The conference reiterated findings that were already published in an extensive report entitled “Being Black in the EU” that was published in 2018.
The overreaching conclusion was that the reality differs dramatically from the image of social inclusion and multiculturalism that Luxembourg projects to the outside world. Covert and overt forms of racism, the conference and the 2018 report found, have been far from eradicated in the Grand Duchy.
A report with sobering findings
The damning report was published by the European Union Agency for fundamental rights.
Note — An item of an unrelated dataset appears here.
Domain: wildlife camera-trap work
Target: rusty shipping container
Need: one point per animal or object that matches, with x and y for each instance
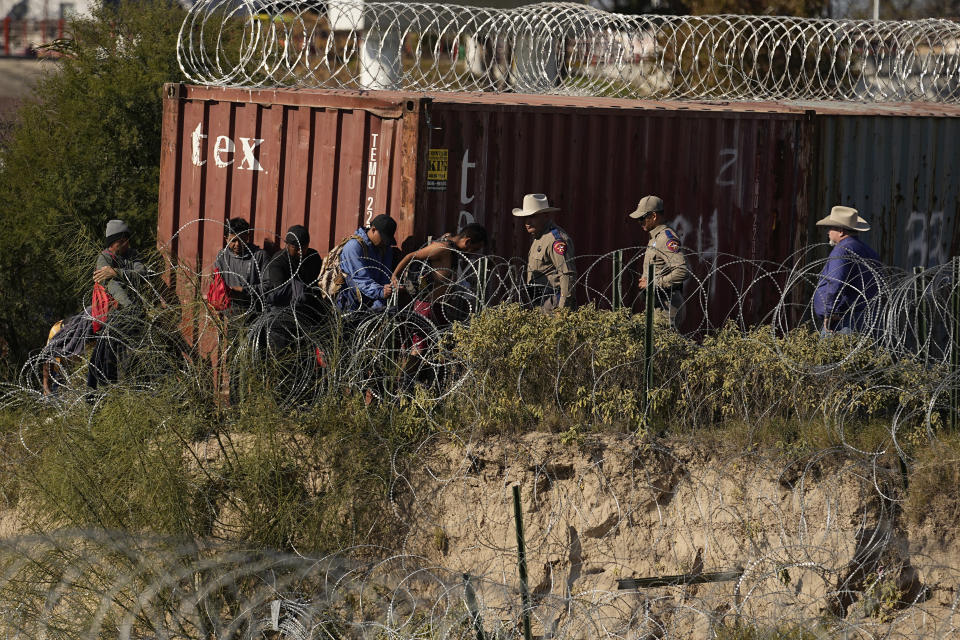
(734, 177)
It analysed the responses of 5,803 immigrants and descendants of immigrants of African descent surveyed in 12 Member States: Austria, Denmark, Finland, France, Germany, Ireland, Italy, Luxembourg, Malta, Portugal, Sweden and the United Kingdom.
The following are some key findings of the report, which, as a reminder, was published in 2018.
In the five years before the survey, some 5% of respondents experienced what they perceived as racist violence (including assault by a police officer). The highest rates were recorded in Finland (14 %) and in Ireland and Austria (both 13 %), followed by Luxembourg (11 %).
Overall, 39 % of respondents of African descent felt racially discriminated against in the five years before the survey. One in four (24 %) felt discriminated against in the 12 months before the survey. The highest perceived rates of discrimination in the 12-month period are found in Luxembourg (50 %), Finland (45 %), Austria (42 %) and Denmark (41 %). The lowest are found in the United Kingdom (15 %) and Portugal (17 %).
Skin colour is the most commonly mentioned ground of discrimination, with the highest rates observed in Luxembourg (53 %), Austria (45 %), Germany and Italy (37 % each). Ethnic origin is the second most frequently mentioned ground, with the highest rates observed in Luxembourg (42 %), Italy (34 %), Austria and Finland (in both cases 30 %).
Racism at work or school
The percentages of respondents indicating that the most recent incident of racist harassment involved someone at work or in an educational setting were highest in France (21 %), Luxembourg (20 %) and Sweden (20 %).
One in four (25 %) respondents felt racially discriminated against when looking for work in the five years before the survey. The highest levels were observed in Austria (46 %), Luxembourg (47 %) and Italy (46 %).
More than one in 10 respondents (14 %) of African descent say they were prevented from renting accommodation by a private landlord because of their racial or ethnic origin. The highest rates are observed in in Austria (37 %), Italy (31 %), Luxembourg (28 %) and Germany (25 %).
Some 4 % of respondents said they were prevented from buying accommodation because of their racial or ethnic origin, with the highest rates observed in Italy (15 %) and Luxembourg (11 %).
Risk of poverty
Respondents of African descent are at a high risk of poverty compared with other high-risk groups, such as single parents. On average, more than one in two (55 %) respondents have a household income below the at-risk-of-poverty threshold after social transfers in the country where they live. This is particularly marked in Austria (88 % vs. 14 % for the general population), Malta (82 % vs. 17 % for the general population) and Luxembourg (71 % vs. 17 % for the general population).